彎腰提起古藤杯,易華偉往杯中斟滿百草酒,琥珀色的酒液在杯中晃動,沿著杯壁掛出細密紋路。

“師父,待弟子先嚐嘗。”

易華偉端起酒杯一飲而盡,品味片刻,眼睛一亮:“果然不同尋常。”

往八個酒杯中倒滿相對應的美酒之後,易華偉一一試了一遍,這才將杯子洗淨,給嶽不群夫婦跟一眾師兄弟分了下去。

祖千秋看著易華偉的行為笑而不語。

易華偉重新倒了一杯百草酒,朝祖千秋示意了一下:“祖兄方才說治水不如造酒,倒讓我想起當今天下之勢。”

頓了頓,指尖輕輕叩擊著身旁的青銅爵,發出清脆聲響,意有所指道:“當今江湖紛爭不斷,各派爭相剿滅魔教,與當年大禹疏導洪水之法,不知孰優孰劣?”

祖千秋正雙手捧著夜光杯,微微仰頭啜飲葡萄酒,聞言喉結微動,嚥下口中酒液,殷紅的酒液在杯中漾起一圈圈漣漪。抬手抹去嘴角殘留的酒漬,另一隻手轉動著掌心的琉璃杯,轉出一圈幽藍光暈。

“治水堵則潰,疏則通。”

祖千秋聲音不高,卻透著幾分篤定:“五嶽劍派圍剿黑木崖二十年,可曾見日月神教式微?前日聽說衡山劉三爺金盆洗手,倒像是要抽身這渾水。”

船尾傳來木槳破浪的嘩嘩聲,令狐沖抱著的酒罈晃了晃,險些脫手,趕忙抱緊。嶽不群目光如電,瞬間掃過眾人,甯中則神色平靜,只是周身散發出警惕氣息。這時,江面悠悠飄來一陣漁歌,打破靜謐,驚起數只夜鷺,撲騰著飛向遠方。

“譬如這紹興黃酒,”

祖千秋仿若未覺,拿起古瓷杯,舉到鼻端輕嗅,“初入口綿軟,後勁卻足。左冷禪要五嶽並派,怕是醉翁之意不在酒。”

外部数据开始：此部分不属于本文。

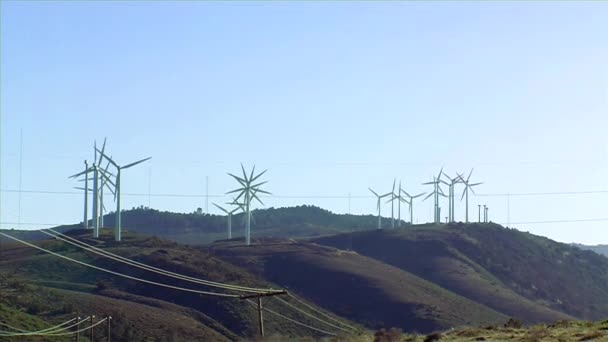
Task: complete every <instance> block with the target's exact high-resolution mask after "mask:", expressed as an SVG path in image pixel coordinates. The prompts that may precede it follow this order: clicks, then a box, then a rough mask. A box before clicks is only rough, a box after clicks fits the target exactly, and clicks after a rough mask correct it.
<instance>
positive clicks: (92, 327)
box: [90, 315, 95, 342]
mask: <svg viewBox="0 0 608 342" xmlns="http://www.w3.org/2000/svg"><path fill="white" fill-rule="evenodd" d="M93 320H95V316H94V315H91V328H90V330H91V342H93Z"/></svg>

說著,忽然拿起筷子,在“百草美酒”的壇口輕輕敲擊,敲出類似金戈交擊的聲響:

“當年韓信明修棧道,暗度陳倉,左冷禪怕是打著自己的算盤,以五嶽並派之名,行壯大自身、獨霸江湖之實。”

令狐沖忍不住開口:“可五嶽並派,若真能整合力量,或許能更好地對抗魔教,於江湖安穩也有益處。”

祖千秋輕笑一聲,放下筷子,擺了擺手道:“事情沒這麼簡單。五嶽各派,各有傳承、各有心思,嵩山派實力最強,左冷禪野心勃勃,一旦並派,嵩山派必定佔據主導,其他各派怕是要淪為附庸。”